A new study, published in the Journal of Clinical Psychiatry, investigates the effects of anticholinergic medications, such as antidepressants and antipsychotics, on cognition in older adults diagnosed with schizophrenia. The study was led by Tarek Rajji, an associate professor of psychiatry at the University of Toronto and the Chief of the Adult Neurodevelopment and Geriatric Psychiatry Division at the Centre for Addiction and Mental Health. Rajji and colleagues find that use of anticholinergic drugs can lead to cognitive impairment similar to what is seen in early Alzheimer’s dementia.

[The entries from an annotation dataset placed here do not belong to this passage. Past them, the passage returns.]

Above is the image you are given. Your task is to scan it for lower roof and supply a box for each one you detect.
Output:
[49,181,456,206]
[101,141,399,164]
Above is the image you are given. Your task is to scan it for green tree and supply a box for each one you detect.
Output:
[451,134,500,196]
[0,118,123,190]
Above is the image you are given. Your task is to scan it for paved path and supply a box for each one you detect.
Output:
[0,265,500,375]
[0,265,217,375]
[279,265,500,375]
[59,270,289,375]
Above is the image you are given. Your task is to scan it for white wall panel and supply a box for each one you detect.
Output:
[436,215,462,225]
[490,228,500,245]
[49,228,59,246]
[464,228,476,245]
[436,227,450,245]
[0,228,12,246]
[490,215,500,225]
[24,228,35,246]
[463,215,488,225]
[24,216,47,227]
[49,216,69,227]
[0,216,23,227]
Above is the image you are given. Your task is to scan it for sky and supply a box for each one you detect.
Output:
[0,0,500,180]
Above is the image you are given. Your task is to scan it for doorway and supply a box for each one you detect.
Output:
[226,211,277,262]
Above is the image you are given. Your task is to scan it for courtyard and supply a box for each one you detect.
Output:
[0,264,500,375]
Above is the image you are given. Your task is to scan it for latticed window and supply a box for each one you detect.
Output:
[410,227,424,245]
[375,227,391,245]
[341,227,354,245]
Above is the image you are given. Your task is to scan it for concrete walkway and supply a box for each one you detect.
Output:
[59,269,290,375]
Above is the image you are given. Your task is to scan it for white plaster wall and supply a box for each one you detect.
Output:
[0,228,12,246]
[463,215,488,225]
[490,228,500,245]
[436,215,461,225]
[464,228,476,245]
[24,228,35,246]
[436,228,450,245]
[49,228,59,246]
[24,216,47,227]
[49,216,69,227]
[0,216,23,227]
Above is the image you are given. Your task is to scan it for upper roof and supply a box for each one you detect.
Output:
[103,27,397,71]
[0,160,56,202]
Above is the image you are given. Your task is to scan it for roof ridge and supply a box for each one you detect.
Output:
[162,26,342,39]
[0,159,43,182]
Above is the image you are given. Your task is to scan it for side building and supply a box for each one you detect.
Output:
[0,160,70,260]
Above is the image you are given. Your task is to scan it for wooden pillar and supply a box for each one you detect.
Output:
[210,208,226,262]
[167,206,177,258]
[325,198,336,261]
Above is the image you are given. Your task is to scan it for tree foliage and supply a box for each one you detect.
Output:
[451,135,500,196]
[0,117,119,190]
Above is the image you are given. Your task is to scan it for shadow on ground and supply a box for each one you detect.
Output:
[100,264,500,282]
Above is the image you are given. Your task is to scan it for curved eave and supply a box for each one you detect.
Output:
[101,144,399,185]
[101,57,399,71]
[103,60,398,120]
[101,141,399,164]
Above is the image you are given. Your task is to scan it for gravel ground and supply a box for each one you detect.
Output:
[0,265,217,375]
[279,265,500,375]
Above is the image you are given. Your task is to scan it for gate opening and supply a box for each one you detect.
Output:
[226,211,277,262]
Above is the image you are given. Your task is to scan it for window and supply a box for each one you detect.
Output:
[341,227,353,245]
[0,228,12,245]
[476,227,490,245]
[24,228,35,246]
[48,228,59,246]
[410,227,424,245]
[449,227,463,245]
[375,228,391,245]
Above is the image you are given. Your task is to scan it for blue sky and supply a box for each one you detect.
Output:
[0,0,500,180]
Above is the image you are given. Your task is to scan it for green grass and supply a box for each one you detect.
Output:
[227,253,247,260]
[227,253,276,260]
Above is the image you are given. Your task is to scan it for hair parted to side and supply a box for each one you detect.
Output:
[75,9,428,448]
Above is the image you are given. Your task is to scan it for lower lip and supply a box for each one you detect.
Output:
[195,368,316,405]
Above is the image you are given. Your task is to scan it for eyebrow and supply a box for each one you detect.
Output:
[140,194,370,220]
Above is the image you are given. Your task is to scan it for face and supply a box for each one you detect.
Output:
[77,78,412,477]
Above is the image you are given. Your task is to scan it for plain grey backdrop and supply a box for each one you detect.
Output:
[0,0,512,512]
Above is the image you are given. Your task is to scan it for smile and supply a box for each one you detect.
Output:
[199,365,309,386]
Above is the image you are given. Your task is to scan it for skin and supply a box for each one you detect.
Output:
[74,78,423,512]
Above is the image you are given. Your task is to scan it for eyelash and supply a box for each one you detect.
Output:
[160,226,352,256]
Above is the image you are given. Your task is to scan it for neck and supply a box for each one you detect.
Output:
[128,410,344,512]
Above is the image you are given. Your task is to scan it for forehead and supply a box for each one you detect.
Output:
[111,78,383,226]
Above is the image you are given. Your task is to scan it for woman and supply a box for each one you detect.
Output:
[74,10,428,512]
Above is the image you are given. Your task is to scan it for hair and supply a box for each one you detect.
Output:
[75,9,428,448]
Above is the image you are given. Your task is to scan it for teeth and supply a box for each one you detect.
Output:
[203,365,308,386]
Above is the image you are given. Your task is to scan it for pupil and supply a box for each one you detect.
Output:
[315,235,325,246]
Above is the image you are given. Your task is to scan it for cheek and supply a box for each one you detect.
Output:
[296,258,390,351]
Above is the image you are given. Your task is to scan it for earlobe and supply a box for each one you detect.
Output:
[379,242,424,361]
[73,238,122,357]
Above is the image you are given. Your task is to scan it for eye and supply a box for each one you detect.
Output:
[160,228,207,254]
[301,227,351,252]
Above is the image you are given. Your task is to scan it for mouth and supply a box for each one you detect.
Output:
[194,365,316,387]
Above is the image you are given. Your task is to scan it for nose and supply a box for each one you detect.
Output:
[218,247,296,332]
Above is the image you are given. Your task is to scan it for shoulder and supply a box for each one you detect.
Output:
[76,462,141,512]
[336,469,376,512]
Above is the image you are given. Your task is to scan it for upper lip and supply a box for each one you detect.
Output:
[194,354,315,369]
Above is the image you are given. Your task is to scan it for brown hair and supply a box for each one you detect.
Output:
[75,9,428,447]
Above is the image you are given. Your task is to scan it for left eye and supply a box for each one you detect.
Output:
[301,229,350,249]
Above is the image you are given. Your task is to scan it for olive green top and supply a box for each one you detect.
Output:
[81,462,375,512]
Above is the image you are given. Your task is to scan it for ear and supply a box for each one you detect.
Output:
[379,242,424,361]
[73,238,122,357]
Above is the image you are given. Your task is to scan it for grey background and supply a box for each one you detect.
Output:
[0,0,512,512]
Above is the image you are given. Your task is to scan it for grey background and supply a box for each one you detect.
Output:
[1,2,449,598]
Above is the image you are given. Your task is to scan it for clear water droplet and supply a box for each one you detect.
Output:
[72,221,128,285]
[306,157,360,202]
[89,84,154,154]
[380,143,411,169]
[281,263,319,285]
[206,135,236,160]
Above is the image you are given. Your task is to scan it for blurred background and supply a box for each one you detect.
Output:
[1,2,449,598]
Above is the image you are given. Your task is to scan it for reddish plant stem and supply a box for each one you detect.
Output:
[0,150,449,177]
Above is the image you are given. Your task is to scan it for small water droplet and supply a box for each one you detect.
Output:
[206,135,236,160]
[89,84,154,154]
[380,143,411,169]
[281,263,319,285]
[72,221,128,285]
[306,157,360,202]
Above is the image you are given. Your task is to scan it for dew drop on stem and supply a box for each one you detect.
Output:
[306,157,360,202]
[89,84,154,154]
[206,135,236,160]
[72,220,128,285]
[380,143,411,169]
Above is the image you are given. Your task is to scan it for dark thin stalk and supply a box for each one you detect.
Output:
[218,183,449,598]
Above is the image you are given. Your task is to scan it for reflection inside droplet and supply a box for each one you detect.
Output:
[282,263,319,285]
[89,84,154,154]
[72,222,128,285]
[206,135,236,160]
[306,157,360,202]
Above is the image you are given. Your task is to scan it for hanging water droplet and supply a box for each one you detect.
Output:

“We need to be mindful of the anticholinergic properties of the medications we’re using and their potential negative impact on cognition. This is especially true as our patients are getting older and more susceptible to the anticholinergic properties of these medications,” stated Rajji in a Medscape press release.
In Canada, 20% of individuals diagnosed with schizophrenia will be over the age of 65 by 2025. Individuals with schizophrenia are twice as likely to develop dementia before age 80. Both environmental and physical health factors have been linked to individuals with schizophrenia developing dementia.
Anticholinergic medications include antipsychotics, antidepressants, and mood stabilizers. “There is also increasing evidence that anticholinergic medications increase the risk of Alzheimer’s dementia,” write the authors. Older adults with schizophrenia may be especially vulnerable to the negative effects of anticholinergic medications due to age-related physical changes.
The authors use the term “anticholinergic burden” to refer to “the anticholinergic load of multiple medications and their metabolites rather than just a single compound.” They distinguish between stable cognitive impairment commonly seen in individuals with schizophrenia, and “progressive cognitive impairment seen in neurodegenerative processes such as Alzheimer’s dementia” that may be accelerated by anticholinergic burden.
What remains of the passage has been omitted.